Cicatricial scoliosis
Scoliosis due to fibrous scar tissue contraction resulting from necrosis.

Congenital scoliosis
Scoliosis present at birth, usually the result of defective embryonic development of the spine.

Coxitic scoliosis
Scoliosis in the lumbar spine caused by tilting of the pelvis caused by a hip disorder.

Empyematic scoliosis
Scoliosis following empyema and retraction of one side of the chest.

Functional scoliosis
Scoliosis caused not by actual spinal deformity but by another condition such as unequal leg lengths.

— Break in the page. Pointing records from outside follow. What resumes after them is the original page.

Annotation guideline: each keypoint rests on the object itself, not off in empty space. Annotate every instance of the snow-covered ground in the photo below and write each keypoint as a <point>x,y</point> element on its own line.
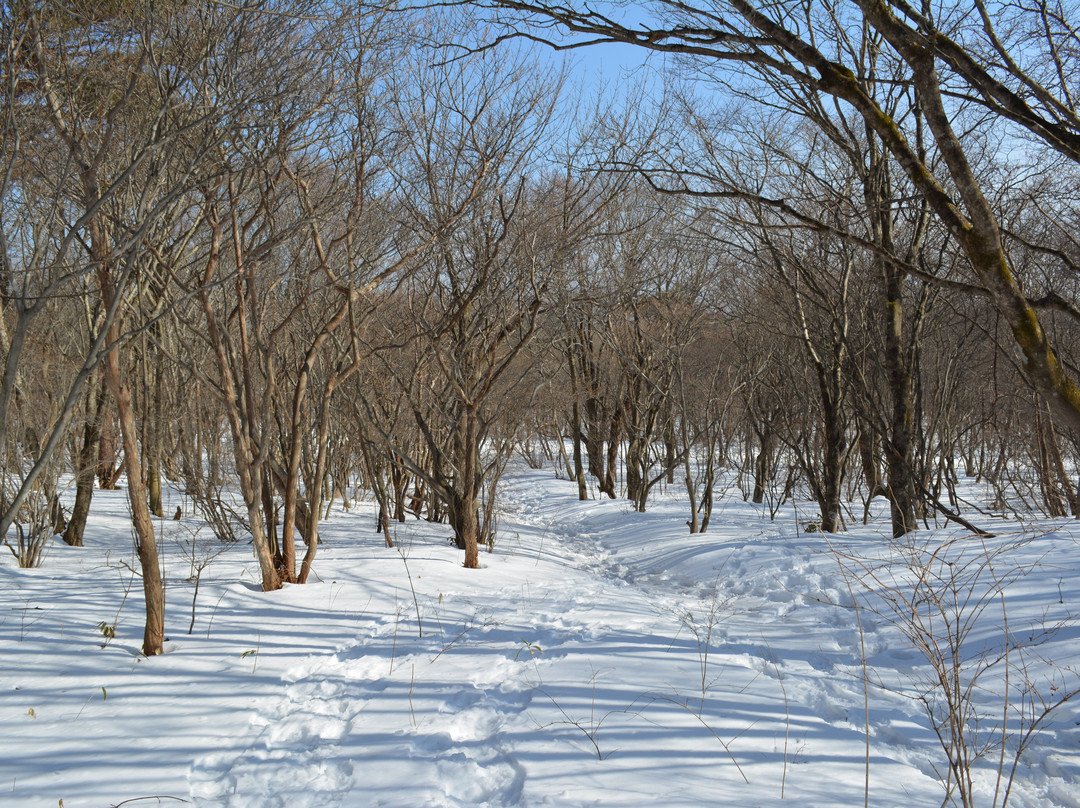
<point>601,657</point>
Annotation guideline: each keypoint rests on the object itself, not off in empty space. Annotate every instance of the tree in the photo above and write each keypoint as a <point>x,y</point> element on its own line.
<point>787,42</point>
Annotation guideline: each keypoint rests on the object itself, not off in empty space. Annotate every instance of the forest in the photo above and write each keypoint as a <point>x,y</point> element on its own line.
<point>278,255</point>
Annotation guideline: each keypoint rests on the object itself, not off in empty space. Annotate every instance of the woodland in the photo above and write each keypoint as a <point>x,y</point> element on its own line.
<point>282,255</point>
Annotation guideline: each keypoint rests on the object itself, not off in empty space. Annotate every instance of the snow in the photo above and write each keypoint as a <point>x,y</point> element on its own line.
<point>601,657</point>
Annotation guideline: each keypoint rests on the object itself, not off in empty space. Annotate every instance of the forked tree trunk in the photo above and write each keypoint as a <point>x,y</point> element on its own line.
<point>86,461</point>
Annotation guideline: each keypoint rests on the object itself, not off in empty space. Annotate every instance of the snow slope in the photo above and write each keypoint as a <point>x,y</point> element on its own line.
<point>601,657</point>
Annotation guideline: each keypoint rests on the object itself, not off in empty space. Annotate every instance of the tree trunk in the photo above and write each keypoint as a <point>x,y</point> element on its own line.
<point>86,462</point>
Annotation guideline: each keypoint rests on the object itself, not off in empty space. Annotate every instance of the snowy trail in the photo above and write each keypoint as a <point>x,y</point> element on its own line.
<point>601,658</point>
<point>534,659</point>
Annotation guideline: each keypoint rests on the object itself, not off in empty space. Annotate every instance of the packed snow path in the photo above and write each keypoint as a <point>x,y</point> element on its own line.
<point>602,657</point>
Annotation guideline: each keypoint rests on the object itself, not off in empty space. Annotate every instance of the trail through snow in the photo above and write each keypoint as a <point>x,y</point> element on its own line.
<point>601,658</point>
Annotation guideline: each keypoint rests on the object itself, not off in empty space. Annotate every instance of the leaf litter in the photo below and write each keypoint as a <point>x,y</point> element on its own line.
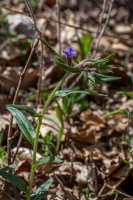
<point>95,149</point>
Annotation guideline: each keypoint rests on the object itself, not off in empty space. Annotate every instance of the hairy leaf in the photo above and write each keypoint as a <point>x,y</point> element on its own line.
<point>25,126</point>
<point>25,108</point>
<point>42,190</point>
<point>15,180</point>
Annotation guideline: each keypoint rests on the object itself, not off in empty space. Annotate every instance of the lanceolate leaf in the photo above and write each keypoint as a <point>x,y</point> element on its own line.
<point>106,78</point>
<point>52,50</point>
<point>15,180</point>
<point>120,111</point>
<point>129,94</point>
<point>48,159</point>
<point>42,190</point>
<point>104,69</point>
<point>63,93</point>
<point>66,67</point>
<point>100,62</point>
<point>25,108</point>
<point>10,167</point>
<point>25,126</point>
<point>1,135</point>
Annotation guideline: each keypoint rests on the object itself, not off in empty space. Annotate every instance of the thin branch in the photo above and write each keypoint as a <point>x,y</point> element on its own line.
<point>9,142</point>
<point>103,29</point>
<point>58,27</point>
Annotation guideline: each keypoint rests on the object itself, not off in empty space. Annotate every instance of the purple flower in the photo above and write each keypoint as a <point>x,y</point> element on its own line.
<point>69,53</point>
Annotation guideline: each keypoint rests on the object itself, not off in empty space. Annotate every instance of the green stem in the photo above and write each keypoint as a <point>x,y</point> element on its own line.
<point>59,138</point>
<point>38,131</point>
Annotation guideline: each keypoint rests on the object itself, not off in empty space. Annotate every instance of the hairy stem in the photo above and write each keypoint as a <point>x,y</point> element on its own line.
<point>38,131</point>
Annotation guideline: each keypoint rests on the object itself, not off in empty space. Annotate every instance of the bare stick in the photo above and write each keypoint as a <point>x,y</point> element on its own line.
<point>18,145</point>
<point>100,36</point>
<point>32,15</point>
<point>41,54</point>
<point>58,26</point>
<point>103,29</point>
<point>100,23</point>
<point>35,44</point>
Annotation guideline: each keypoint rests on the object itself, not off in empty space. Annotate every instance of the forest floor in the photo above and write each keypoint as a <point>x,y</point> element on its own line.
<point>96,150</point>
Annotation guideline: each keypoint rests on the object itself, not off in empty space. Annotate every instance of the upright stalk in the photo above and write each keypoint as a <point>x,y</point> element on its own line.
<point>38,131</point>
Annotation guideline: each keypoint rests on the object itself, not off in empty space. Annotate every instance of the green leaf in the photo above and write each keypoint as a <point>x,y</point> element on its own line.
<point>129,94</point>
<point>15,180</point>
<point>42,190</point>
<point>68,68</point>
<point>2,149</point>
<point>84,44</point>
<point>92,80</point>
<point>25,126</point>
<point>10,167</point>
<point>25,108</point>
<point>109,57</point>
<point>52,51</point>
<point>1,135</point>
<point>48,159</point>
<point>106,78</point>
<point>104,69</point>
<point>59,114</point>
<point>63,93</point>
<point>99,62</point>
<point>100,78</point>
<point>51,120</point>
<point>120,111</point>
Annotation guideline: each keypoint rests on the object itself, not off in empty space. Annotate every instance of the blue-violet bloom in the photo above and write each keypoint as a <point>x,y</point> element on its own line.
<point>69,53</point>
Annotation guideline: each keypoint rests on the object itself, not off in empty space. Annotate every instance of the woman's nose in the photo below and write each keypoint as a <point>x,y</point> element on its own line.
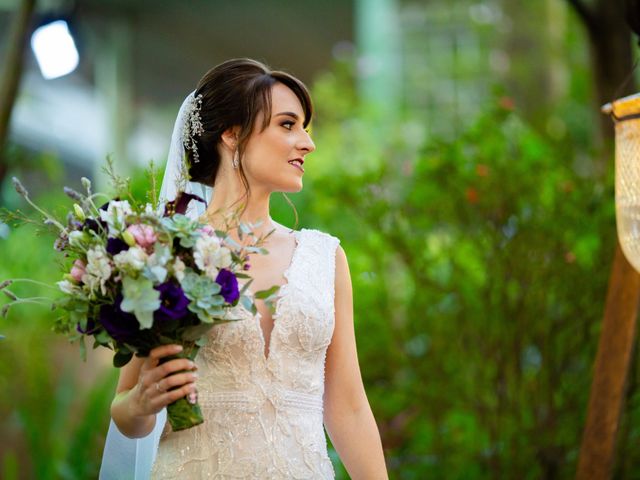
<point>306,143</point>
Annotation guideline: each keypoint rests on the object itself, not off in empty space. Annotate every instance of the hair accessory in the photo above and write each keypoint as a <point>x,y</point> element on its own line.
<point>193,126</point>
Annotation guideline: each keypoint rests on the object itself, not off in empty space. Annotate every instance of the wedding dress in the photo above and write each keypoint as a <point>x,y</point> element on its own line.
<point>264,414</point>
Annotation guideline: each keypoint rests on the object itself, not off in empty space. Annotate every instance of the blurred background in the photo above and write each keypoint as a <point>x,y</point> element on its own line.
<point>462,160</point>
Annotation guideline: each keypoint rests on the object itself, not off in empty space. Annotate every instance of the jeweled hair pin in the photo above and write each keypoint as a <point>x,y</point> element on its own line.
<point>193,126</point>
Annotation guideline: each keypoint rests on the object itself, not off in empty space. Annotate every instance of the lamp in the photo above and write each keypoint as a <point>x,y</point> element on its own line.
<point>55,49</point>
<point>626,115</point>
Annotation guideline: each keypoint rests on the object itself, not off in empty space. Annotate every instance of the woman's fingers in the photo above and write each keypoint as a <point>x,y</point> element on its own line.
<point>171,396</point>
<point>177,380</point>
<point>162,384</point>
<point>163,351</point>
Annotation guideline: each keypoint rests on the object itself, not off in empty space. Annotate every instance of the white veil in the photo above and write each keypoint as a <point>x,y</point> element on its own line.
<point>131,458</point>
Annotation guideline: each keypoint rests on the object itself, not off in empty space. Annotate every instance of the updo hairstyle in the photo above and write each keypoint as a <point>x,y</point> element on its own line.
<point>234,93</point>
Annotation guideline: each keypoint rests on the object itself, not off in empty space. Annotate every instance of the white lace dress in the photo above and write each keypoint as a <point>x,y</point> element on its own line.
<point>263,416</point>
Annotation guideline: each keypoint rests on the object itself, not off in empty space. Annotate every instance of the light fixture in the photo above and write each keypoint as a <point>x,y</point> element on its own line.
<point>55,49</point>
<point>626,115</point>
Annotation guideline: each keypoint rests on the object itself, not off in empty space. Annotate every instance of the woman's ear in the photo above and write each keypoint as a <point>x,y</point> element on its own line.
<point>230,138</point>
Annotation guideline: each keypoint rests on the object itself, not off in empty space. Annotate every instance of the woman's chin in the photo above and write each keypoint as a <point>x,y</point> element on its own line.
<point>291,187</point>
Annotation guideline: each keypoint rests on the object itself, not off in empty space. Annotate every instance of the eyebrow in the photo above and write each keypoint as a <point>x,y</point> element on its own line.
<point>290,114</point>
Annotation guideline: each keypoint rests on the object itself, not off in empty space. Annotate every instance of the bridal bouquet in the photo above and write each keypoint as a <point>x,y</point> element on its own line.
<point>142,275</point>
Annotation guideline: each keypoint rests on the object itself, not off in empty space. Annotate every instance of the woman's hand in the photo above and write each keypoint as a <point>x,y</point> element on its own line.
<point>160,384</point>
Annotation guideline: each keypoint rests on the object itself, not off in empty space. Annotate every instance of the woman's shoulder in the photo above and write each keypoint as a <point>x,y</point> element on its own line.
<point>319,235</point>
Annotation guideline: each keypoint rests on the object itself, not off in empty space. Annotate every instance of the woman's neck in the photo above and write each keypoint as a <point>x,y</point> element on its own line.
<point>226,201</point>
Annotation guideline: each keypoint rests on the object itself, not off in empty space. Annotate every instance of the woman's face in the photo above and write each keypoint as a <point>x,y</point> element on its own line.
<point>273,157</point>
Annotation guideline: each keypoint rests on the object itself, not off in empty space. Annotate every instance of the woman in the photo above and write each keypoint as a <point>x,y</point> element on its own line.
<point>266,383</point>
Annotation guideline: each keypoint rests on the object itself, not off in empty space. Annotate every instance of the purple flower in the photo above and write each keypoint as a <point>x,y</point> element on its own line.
<point>122,326</point>
<point>229,285</point>
<point>116,245</point>
<point>173,303</point>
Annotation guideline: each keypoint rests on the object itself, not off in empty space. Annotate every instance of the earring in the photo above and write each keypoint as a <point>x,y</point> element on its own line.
<point>236,160</point>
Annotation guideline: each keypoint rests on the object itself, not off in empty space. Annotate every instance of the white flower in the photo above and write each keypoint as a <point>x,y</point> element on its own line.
<point>69,287</point>
<point>178,269</point>
<point>133,259</point>
<point>98,269</point>
<point>210,256</point>
<point>115,215</point>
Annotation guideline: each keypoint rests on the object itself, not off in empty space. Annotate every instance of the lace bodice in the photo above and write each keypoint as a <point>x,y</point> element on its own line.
<point>263,415</point>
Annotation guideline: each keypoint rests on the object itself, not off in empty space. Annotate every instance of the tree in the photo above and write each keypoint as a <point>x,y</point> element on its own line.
<point>610,45</point>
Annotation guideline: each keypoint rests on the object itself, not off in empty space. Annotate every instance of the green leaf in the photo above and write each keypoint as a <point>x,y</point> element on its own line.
<point>141,299</point>
<point>120,359</point>
<point>262,294</point>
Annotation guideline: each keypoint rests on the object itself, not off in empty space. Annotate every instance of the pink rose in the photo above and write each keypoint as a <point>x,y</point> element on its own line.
<point>208,230</point>
<point>77,270</point>
<point>143,234</point>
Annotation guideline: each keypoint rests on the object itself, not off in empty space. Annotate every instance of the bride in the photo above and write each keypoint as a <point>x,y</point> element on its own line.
<point>268,382</point>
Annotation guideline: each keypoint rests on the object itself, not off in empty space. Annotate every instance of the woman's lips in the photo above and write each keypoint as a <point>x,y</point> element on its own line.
<point>297,163</point>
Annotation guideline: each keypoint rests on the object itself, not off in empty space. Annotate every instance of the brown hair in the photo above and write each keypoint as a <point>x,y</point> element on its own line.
<point>234,93</point>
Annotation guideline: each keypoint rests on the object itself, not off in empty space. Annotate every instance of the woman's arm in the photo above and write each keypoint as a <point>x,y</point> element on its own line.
<point>348,417</point>
<point>142,390</point>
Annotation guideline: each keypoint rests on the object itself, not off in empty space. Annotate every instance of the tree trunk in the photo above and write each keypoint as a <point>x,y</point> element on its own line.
<point>610,45</point>
<point>18,35</point>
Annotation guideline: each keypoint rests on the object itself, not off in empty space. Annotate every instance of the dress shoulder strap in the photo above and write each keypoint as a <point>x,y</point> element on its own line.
<point>314,268</point>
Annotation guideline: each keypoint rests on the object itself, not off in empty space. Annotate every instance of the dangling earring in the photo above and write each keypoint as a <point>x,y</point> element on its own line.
<point>236,160</point>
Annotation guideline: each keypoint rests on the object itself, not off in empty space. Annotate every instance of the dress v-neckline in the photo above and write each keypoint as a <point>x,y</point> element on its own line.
<point>266,349</point>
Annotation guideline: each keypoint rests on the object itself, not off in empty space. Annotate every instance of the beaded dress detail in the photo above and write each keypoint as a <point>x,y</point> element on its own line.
<point>264,414</point>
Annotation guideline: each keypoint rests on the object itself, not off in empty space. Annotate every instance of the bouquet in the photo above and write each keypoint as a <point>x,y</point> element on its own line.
<point>142,275</point>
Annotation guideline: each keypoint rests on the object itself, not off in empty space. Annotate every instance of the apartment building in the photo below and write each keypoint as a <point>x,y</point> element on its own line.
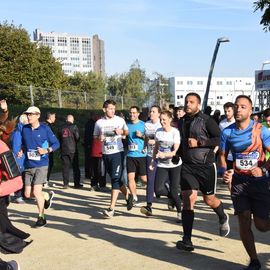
<point>75,53</point>
<point>222,89</point>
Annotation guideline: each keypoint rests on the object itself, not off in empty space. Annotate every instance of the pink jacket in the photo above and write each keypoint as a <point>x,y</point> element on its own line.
<point>9,186</point>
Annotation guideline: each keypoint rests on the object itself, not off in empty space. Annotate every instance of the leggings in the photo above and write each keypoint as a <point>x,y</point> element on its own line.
<point>173,175</point>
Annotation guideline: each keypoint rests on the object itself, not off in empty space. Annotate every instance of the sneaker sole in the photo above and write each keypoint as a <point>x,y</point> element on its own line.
<point>146,212</point>
<point>181,246</point>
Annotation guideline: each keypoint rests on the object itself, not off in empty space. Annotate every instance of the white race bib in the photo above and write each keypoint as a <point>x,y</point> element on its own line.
<point>246,161</point>
<point>133,147</point>
<point>33,155</point>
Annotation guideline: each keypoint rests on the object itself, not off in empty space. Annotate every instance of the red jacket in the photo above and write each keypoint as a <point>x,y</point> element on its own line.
<point>9,186</point>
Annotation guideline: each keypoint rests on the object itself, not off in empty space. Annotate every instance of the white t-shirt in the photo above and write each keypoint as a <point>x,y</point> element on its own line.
<point>166,141</point>
<point>106,127</point>
<point>150,131</point>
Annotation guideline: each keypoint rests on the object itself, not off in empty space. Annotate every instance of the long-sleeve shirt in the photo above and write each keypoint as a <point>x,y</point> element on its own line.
<point>41,137</point>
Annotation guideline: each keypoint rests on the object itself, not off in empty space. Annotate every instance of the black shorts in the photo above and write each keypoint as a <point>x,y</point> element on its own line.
<point>201,177</point>
<point>251,194</point>
<point>136,165</point>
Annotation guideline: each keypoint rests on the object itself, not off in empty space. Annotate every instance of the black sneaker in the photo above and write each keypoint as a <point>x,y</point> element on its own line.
<point>171,204</point>
<point>254,265</point>
<point>130,201</point>
<point>146,210</point>
<point>224,228</point>
<point>48,203</point>
<point>41,222</point>
<point>185,244</point>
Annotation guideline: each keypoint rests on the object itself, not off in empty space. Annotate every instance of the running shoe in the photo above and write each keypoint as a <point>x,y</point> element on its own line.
<point>48,203</point>
<point>224,228</point>
<point>13,265</point>
<point>254,265</point>
<point>179,217</point>
<point>146,210</point>
<point>171,204</point>
<point>130,201</point>
<point>108,213</point>
<point>185,244</point>
<point>41,222</point>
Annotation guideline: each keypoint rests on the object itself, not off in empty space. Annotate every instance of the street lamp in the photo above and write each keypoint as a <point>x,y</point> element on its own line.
<point>265,63</point>
<point>205,99</point>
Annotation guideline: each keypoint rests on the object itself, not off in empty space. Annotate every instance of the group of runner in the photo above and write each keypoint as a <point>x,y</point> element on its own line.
<point>179,161</point>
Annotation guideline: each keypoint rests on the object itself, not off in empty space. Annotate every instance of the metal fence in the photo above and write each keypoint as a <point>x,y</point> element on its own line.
<point>57,98</point>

The curve reduces when the other condition is ameliorated.

Habit scoliosis
Scoliosis due to habitually assumed improper posture or position.

Inflammatory scoliosis
Scoliosis caused by infection or inflammation near the spine, resulting in local muscle spasm.

Ischiatic scoliosis
Scoliosis due to hip disease.

Myopathic scoliosis
Scoliosis due to weakening of the spinal muscles.

Neuropathic scoliosis
Structural scoliosis caused by congenital or acquired neurological disorders.

Ocular scoliosis
Scoliosis caused by tilting the head to compensate for visual defects or for extraocular muscle imbalance.

Osteopathic scoliosis
Scoliosis caused by bony deformity of the spine.
SEE: structural scoliosis

Paralytic scoliosis
Scoliosis due to paralysis of muscles.

Protective scoliosis
Scoliosis of the lumbar spine, usually away from the side of pathology. The body is attempting to move a nerve root away from a bulging intervertebral disk herniation.

Rachitic scoliosis
Scoliosis due to rickets.

Sciatic scoliosis
Scoliosis caused by the patient’s assumption of a laterally bent posture to reduce symptoms of sciatica.

Static scoliosis
Scoliosis due to a difference in the length of the legs.

Structural scoliosis
An irreversible scoliosis that has a fixed rotation. The vertebral bodies rotate toward the convexity of the curve; the rotation results in a posterior rib hump in the thoracic region on the convex side of the curve. In structural scoliosis, the spine does not straighten when the patient bends.